Where time and place are of the essence


Every time we peer into Kirkstall’s history, operations and ethos, something new and different comes to light. It is a brewery in constant motion – it changes, adapts, develops, and will surely continue to do so – but for all this is the case, it creates the distinct impression of being a brewery that has completed the process of becoming; its values are firm, and its identity solid and settled.

When we last spoke to Kirkstall, we delved into its origin story, which, for those less seasoned Ferment readers, began with the import of American craft beers. Steve Holt, Kirkstall’s founder, was the first to import Sierra Nevada to the UK, back in 2003. From there he additionally became the primary importer for Stone, Dogfish Head and a plethora of other American Giants, by pioneering the transportation methods that allowed beer to reach the UK, from America, in the best possible condition. 

It was only in 2011 that Steve and co-founder John Kelly, equipped with a wealth of knowledge, experience and awareness of international markets, set out to establish a brewery of their own. The American influence on Kirkstall’s beer is clear, but at its heart, it tells the story of Leeds, Yorkshire, where the brewery made its home. Beer has been brewed in Kirkstall since 1152, when the Cistercian Monks resided at the now ruined Kirkstall Abbey, making this small suburb of Leeds inspiring and historically rich ground in which to lay the foundations of a modern brewery. 

Kirkstall has done a great job of incorporating traditional components into its modern manifestation, creating traditional beer recipes using records drawn from the historic Kirkstall Brewery (the oldest they’ve worked with so far go back to 1885!) and fitting out its estate of pubs with antiques, wood panelling and traditional fixtures that contrast with the modern exterior of its many venues. 

Chris Hall, Kirkstall’s marketing manager, comments that he regularly marvels at tourists who visit the bar and immediately gravitate towards the taps that are staunchly traditional in appearance, and choose a bitter whose challenging flavours might come as a shock to unseasoned palates. 

It is a brewery in constant motion – it changes, adapts, develops, and will surely continue to do so

It seems a gargantuan work of psychological engineering to cultivate a space in which people seek out beer to match their perception of that space, of their own volition. I often hear of brewery taprooms struggling to convince pub goers who aren’t quite at beer-fanatic status, to try something different, or challenging, so I marvel at the idea that furniture might prompt those still finding their feet to dive in the deep end without being pushed.

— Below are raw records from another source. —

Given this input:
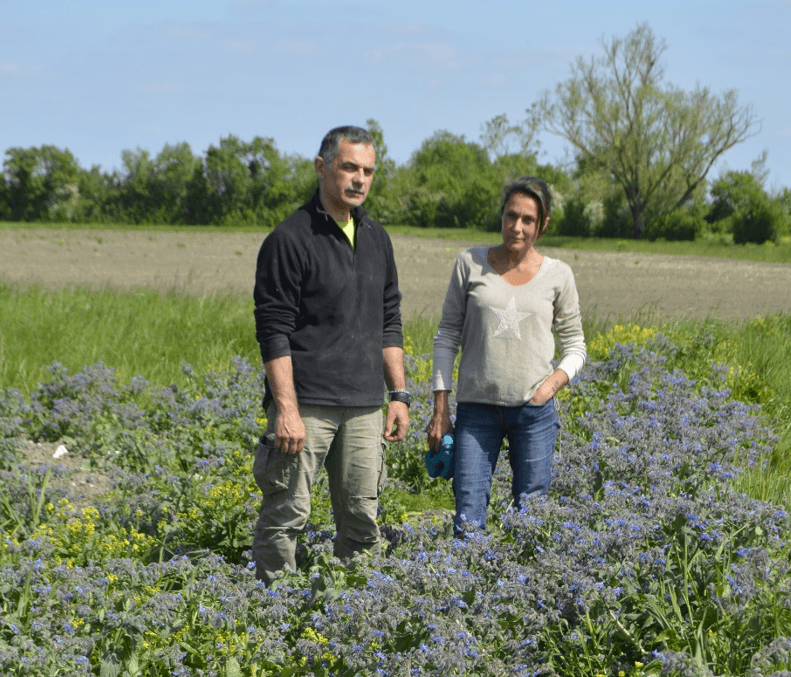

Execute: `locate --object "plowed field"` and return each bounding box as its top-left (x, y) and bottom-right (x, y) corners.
top-left (2, 228), bottom-right (790, 322)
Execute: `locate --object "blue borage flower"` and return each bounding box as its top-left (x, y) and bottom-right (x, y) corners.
top-left (1, 340), bottom-right (790, 675)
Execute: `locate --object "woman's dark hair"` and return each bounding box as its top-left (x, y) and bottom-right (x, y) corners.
top-left (317, 126), bottom-right (374, 166)
top-left (499, 176), bottom-right (553, 234)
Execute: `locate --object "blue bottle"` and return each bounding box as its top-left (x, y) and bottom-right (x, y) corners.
top-left (425, 432), bottom-right (455, 480)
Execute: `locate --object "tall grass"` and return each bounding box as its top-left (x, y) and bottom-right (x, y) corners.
top-left (0, 283), bottom-right (259, 393)
top-left (1, 282), bottom-right (789, 507)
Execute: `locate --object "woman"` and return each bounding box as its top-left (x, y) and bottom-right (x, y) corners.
top-left (428, 176), bottom-right (586, 534)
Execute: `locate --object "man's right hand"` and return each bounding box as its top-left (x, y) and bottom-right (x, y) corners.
top-left (275, 407), bottom-right (306, 454)
top-left (264, 355), bottom-right (305, 454)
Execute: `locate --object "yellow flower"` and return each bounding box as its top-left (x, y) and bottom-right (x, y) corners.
top-left (301, 627), bottom-right (328, 644)
top-left (82, 506), bottom-right (100, 520)
top-left (589, 323), bottom-right (656, 359)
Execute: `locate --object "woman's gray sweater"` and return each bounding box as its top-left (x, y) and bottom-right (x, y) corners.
top-left (432, 247), bottom-right (587, 406)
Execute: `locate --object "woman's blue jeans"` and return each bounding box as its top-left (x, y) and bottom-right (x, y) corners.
top-left (453, 400), bottom-right (560, 533)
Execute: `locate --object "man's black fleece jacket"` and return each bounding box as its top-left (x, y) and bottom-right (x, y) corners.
top-left (253, 190), bottom-right (403, 408)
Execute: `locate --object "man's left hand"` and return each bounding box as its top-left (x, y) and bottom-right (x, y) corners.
top-left (383, 401), bottom-right (409, 443)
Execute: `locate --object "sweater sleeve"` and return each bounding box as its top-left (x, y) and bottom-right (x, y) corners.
top-left (253, 227), bottom-right (303, 364)
top-left (553, 265), bottom-right (587, 382)
top-left (432, 253), bottom-right (469, 391)
top-left (380, 227), bottom-right (403, 349)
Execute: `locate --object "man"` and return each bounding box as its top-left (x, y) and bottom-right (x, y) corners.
top-left (252, 125), bottom-right (410, 585)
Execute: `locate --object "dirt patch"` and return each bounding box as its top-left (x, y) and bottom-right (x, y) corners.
top-left (19, 440), bottom-right (114, 508)
top-left (1, 227), bottom-right (790, 322)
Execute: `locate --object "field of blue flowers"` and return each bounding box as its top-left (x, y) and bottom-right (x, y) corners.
top-left (2, 323), bottom-right (791, 676)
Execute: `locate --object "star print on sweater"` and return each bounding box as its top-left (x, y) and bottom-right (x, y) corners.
top-left (491, 297), bottom-right (533, 339)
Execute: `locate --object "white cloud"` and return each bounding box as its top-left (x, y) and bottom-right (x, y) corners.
top-left (218, 39), bottom-right (258, 55)
top-left (422, 42), bottom-right (459, 65)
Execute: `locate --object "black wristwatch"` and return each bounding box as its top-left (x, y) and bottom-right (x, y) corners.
top-left (389, 390), bottom-right (411, 408)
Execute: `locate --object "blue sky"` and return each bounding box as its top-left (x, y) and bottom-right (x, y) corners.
top-left (2, 0), bottom-right (790, 190)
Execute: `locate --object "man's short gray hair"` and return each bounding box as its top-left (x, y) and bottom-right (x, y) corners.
top-left (318, 126), bottom-right (374, 167)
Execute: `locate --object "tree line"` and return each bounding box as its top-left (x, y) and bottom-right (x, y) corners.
top-left (1, 25), bottom-right (789, 243)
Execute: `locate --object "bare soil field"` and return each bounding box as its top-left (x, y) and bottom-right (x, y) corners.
top-left (2, 227), bottom-right (790, 323)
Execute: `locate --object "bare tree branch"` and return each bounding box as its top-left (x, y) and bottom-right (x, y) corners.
top-left (536, 23), bottom-right (759, 238)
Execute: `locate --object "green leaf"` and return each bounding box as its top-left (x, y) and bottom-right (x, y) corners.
top-left (226, 656), bottom-right (241, 677)
top-left (99, 655), bottom-right (121, 677)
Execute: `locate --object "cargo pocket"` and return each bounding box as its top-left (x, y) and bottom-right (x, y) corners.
top-left (377, 441), bottom-right (388, 497)
top-left (253, 434), bottom-right (292, 496)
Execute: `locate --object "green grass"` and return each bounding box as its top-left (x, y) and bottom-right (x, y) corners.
top-left (0, 283), bottom-right (260, 393)
top-left (537, 234), bottom-right (791, 263)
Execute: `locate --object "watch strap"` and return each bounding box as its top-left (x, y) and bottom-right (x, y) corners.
top-left (388, 390), bottom-right (411, 407)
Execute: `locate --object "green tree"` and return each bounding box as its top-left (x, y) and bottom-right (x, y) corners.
top-left (366, 119), bottom-right (395, 181)
top-left (200, 135), bottom-right (251, 223)
top-left (708, 170), bottom-right (789, 244)
top-left (554, 195), bottom-right (592, 237)
top-left (731, 195), bottom-right (788, 244)
top-left (363, 118), bottom-right (398, 222)
top-left (184, 135), bottom-right (314, 227)
top-left (480, 114), bottom-right (525, 161)
top-left (707, 170), bottom-right (759, 225)
top-left (2, 145), bottom-right (80, 221)
top-left (538, 23), bottom-right (759, 239)
top-left (185, 161), bottom-right (211, 225)
top-left (645, 201), bottom-right (708, 241)
top-left (779, 187), bottom-right (791, 221)
top-left (0, 170), bottom-right (9, 220)
top-left (480, 110), bottom-right (546, 164)
top-left (73, 165), bottom-right (113, 223)
top-left (245, 136), bottom-right (312, 227)
top-left (397, 131), bottom-right (501, 229)
top-left (117, 147), bottom-right (156, 223)
top-left (150, 142), bottom-right (199, 223)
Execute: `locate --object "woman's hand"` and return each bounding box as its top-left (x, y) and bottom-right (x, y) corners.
top-left (428, 390), bottom-right (453, 451)
top-left (529, 368), bottom-right (569, 405)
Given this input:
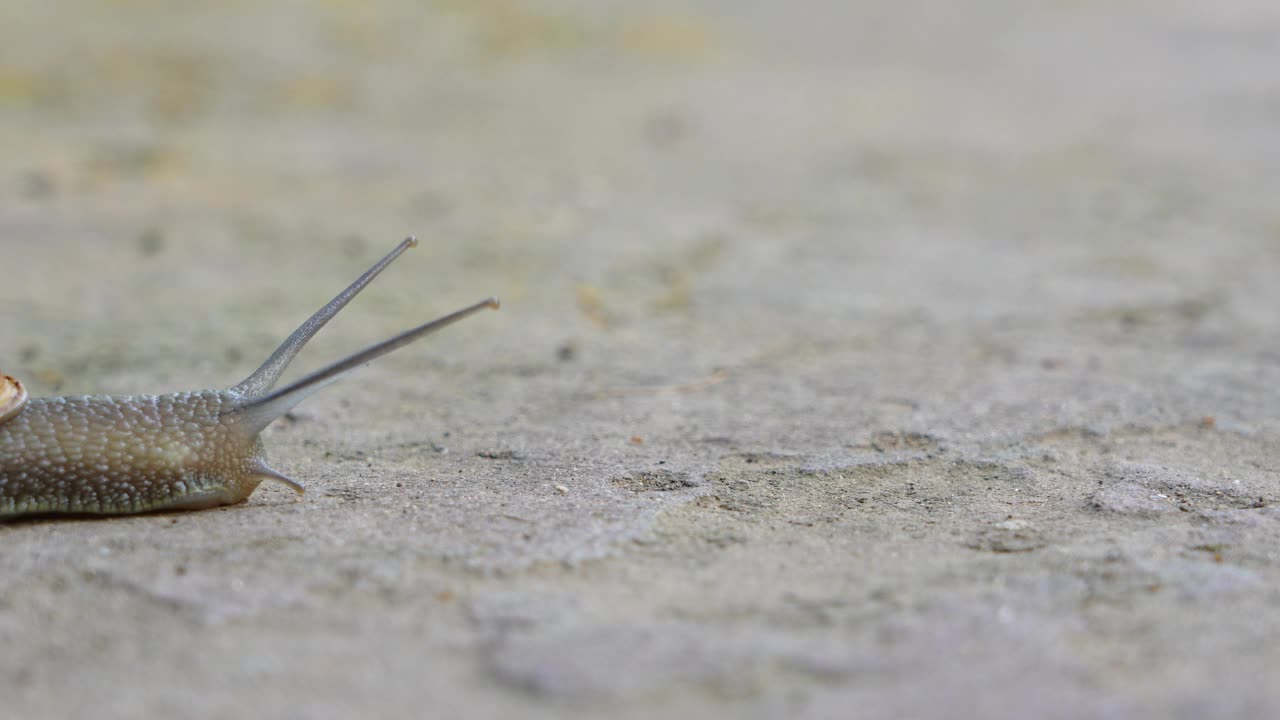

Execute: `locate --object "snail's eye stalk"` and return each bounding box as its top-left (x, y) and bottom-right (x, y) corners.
top-left (231, 237), bottom-right (420, 399)
top-left (229, 297), bottom-right (500, 432)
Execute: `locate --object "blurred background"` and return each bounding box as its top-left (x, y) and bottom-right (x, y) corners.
top-left (3, 1), bottom-right (1279, 394)
top-left (4, 0), bottom-right (1279, 427)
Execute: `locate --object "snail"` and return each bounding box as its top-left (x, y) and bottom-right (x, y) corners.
top-left (0, 237), bottom-right (499, 519)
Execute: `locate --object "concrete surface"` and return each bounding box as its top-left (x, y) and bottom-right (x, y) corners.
top-left (2, 1), bottom-right (1280, 718)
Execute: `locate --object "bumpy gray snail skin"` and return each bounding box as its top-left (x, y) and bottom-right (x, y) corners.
top-left (0, 238), bottom-right (499, 519)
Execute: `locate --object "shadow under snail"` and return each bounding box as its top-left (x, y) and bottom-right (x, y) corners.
top-left (0, 237), bottom-right (499, 519)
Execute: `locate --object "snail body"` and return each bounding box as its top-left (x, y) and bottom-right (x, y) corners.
top-left (0, 238), bottom-right (498, 519)
top-left (1, 391), bottom-right (264, 514)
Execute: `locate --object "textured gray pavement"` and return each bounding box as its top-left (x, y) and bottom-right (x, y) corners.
top-left (2, 1), bottom-right (1280, 718)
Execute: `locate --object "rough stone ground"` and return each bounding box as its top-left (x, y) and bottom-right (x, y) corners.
top-left (2, 1), bottom-right (1280, 718)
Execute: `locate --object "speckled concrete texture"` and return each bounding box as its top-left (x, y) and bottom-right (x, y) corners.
top-left (2, 1), bottom-right (1280, 718)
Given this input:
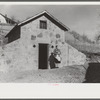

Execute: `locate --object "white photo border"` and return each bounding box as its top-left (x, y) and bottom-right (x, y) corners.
top-left (0, 2), bottom-right (100, 99)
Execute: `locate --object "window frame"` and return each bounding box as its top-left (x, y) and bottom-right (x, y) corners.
top-left (40, 20), bottom-right (47, 29)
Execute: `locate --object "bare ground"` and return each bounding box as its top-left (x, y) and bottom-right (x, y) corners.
top-left (0, 66), bottom-right (86, 83)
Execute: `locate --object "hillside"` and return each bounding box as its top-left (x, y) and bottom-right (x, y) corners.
top-left (68, 31), bottom-right (94, 44)
top-left (65, 30), bottom-right (100, 55)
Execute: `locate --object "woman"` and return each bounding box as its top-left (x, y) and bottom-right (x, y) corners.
top-left (49, 53), bottom-right (56, 69)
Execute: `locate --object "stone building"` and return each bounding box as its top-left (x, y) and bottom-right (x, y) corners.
top-left (0, 13), bottom-right (16, 25)
top-left (0, 11), bottom-right (86, 72)
top-left (0, 13), bottom-right (16, 47)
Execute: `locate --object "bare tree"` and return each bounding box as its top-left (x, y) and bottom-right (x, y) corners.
top-left (69, 30), bottom-right (93, 43)
top-left (81, 34), bottom-right (93, 44)
top-left (94, 31), bottom-right (100, 43)
top-left (94, 11), bottom-right (100, 43)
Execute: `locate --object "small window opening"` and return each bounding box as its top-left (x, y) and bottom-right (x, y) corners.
top-left (40, 20), bottom-right (47, 29)
top-left (33, 45), bottom-right (36, 48)
top-left (56, 45), bottom-right (58, 48)
top-left (51, 45), bottom-right (54, 48)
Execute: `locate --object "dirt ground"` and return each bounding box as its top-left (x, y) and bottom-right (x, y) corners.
top-left (0, 65), bottom-right (86, 83)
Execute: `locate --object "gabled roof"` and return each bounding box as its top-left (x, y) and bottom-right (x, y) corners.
top-left (0, 13), bottom-right (17, 25)
top-left (18, 11), bottom-right (70, 31)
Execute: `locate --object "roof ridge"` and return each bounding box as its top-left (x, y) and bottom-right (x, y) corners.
top-left (18, 10), bottom-right (70, 31)
top-left (44, 10), bottom-right (70, 30)
top-left (18, 10), bottom-right (46, 26)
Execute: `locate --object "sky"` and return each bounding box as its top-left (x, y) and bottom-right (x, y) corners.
top-left (0, 4), bottom-right (100, 41)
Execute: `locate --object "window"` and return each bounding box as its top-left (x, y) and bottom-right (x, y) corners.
top-left (40, 20), bottom-right (47, 29)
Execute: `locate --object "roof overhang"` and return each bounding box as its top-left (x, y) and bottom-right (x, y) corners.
top-left (18, 11), bottom-right (70, 31)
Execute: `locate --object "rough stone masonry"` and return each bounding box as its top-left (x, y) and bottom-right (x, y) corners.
top-left (0, 11), bottom-right (86, 73)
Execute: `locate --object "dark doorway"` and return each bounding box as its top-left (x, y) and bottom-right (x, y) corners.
top-left (38, 43), bottom-right (48, 69)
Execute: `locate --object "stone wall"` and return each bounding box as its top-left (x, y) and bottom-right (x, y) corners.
top-left (68, 44), bottom-right (86, 66)
top-left (20, 16), bottom-right (67, 69)
top-left (0, 15), bottom-right (86, 72)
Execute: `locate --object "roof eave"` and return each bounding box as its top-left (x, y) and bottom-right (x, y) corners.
top-left (18, 11), bottom-right (70, 31)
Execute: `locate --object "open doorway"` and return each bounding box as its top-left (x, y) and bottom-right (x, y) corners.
top-left (38, 43), bottom-right (49, 69)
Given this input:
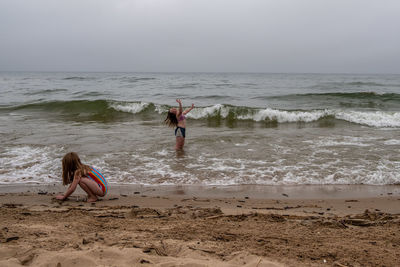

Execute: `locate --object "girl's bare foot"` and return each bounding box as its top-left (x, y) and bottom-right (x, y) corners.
top-left (87, 196), bottom-right (98, 202)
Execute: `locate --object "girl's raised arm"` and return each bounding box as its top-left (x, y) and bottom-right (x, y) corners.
top-left (176, 99), bottom-right (183, 116)
top-left (183, 103), bottom-right (195, 115)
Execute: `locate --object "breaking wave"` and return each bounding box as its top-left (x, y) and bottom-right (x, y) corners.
top-left (2, 100), bottom-right (400, 127)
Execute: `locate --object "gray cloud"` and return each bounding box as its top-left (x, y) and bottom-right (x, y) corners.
top-left (1, 0), bottom-right (399, 73)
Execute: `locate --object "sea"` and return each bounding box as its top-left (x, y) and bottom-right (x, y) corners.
top-left (0, 72), bottom-right (399, 186)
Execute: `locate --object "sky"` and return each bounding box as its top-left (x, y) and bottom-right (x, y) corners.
top-left (0, 0), bottom-right (399, 73)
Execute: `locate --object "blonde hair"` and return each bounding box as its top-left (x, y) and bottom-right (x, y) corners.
top-left (62, 152), bottom-right (91, 185)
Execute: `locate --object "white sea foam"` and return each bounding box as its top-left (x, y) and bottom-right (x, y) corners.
top-left (305, 136), bottom-right (373, 147)
top-left (125, 154), bottom-right (197, 184)
top-left (155, 149), bottom-right (169, 156)
top-left (234, 143), bottom-right (249, 147)
top-left (1, 144), bottom-right (398, 186)
top-left (362, 160), bottom-right (400, 185)
top-left (186, 104), bottom-right (229, 119)
top-left (384, 139), bottom-right (400, 145)
top-left (244, 108), bottom-right (400, 127)
top-left (239, 108), bottom-right (328, 122)
top-left (154, 104), bottom-right (167, 114)
top-left (110, 101), bottom-right (400, 128)
top-left (109, 101), bottom-right (149, 113)
top-left (187, 105), bottom-right (328, 123)
top-left (335, 110), bottom-right (400, 128)
top-left (0, 146), bottom-right (61, 184)
top-left (188, 105), bottom-right (400, 128)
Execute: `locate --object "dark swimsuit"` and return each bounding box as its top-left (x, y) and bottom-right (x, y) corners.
top-left (175, 114), bottom-right (186, 138)
top-left (175, 127), bottom-right (186, 138)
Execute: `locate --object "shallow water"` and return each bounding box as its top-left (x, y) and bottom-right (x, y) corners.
top-left (1, 72), bottom-right (399, 185)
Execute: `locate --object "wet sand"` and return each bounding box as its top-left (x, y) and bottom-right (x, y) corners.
top-left (1, 184), bottom-right (400, 266)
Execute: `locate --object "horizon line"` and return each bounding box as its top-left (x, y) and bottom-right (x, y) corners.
top-left (1, 70), bottom-right (399, 75)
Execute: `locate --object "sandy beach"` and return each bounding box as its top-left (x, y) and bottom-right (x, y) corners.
top-left (2, 0), bottom-right (400, 266)
top-left (0, 184), bottom-right (399, 267)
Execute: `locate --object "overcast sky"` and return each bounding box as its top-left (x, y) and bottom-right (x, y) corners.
top-left (0, 0), bottom-right (399, 73)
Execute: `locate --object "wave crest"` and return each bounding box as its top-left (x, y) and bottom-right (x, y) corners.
top-left (187, 104), bottom-right (400, 127)
top-left (2, 100), bottom-right (400, 127)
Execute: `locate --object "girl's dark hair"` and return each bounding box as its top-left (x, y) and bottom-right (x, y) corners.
top-left (165, 111), bottom-right (178, 127)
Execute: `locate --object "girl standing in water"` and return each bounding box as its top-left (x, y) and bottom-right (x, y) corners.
top-left (165, 99), bottom-right (194, 150)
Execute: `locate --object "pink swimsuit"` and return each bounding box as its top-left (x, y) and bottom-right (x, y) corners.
top-left (178, 114), bottom-right (185, 121)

It’s not just Kirkstall’s own venues though; creating a welcoming, authentic vibe is equally important at festivals and events, whether the brewery is hosting or attending. In fact, to return and reconnect with Kirkstall’s roots and wider community, the brewery will be helping to organise Leeds International Beer Festival at Kirkstall Abbey this year.

“Festivals are like a turbocharged version of what we aim to do at events we host”, says Chris. “When we attend international events, we go to experience what breweries from other parts of the world specialise in, we want a taste of where they’re from, and why they work the way they do. So as hosts, we want people to experience where our beer comes from, and that includes the surrounding landscape, people, history and culture, as well as the brewery itself.”

As it happens, there’s no better way to take in Leeds, and Yorkshire more generally, than by bicycle; a fact that quite nicely coincides with the fact that Kirkstall’s managing director, Ian Galbraith, is a bike fanatic. The brewery itself neighbours Restrap’s premises, a business whose motto is “Carry Everything” and that makes functional, durable and sustainable equipment for travelling by bike. 

Kirkstall has done a great job of incorporating traditional components into its modern manifestation

Chris tells me that the Restrap team regularly drink in the Kirkstall taproom, and with Ian regularly frequenting the store to transform his cycle into a compact, fabric tank, it made sense for the neighbouring businesses to collaborate on an event that celebrated and exhibited their relationship to the local community, landscape, and each other. 

At the time of my call with Chris, Kirkstall and Restrap are in the midst of organising an event in late July, which will celebrate craft beer and ‘Randonneuring’, the art of cycling lengthy routes (54.7 miles in this instance) with predetermined stops (The Crown Inn, Addingham; The Black Horse, Otley; The Bridge Inn, Kirkstall) and which concludes at the Kirkstall taproom. 

The route skirts along the peripheries of the Yorkshire Dales and takes in some spectacular scenery in the county, impressing participants with a sense of the landscape, culture and camaraderie that informs the work Kirkstall does. Kirkstall will also brew a beer in honour of the event; the Rando is a 4% Belgian Blonde which is evenly balanced with caramel and biscuit malt character, lightly hoppy with spicy, earthy yeast aromas.

Beer and Pizza will be supplied at the end of the ride by Kirkstall Brewery, allowing riders to rest their legs and refuel after an epic day in the saddle.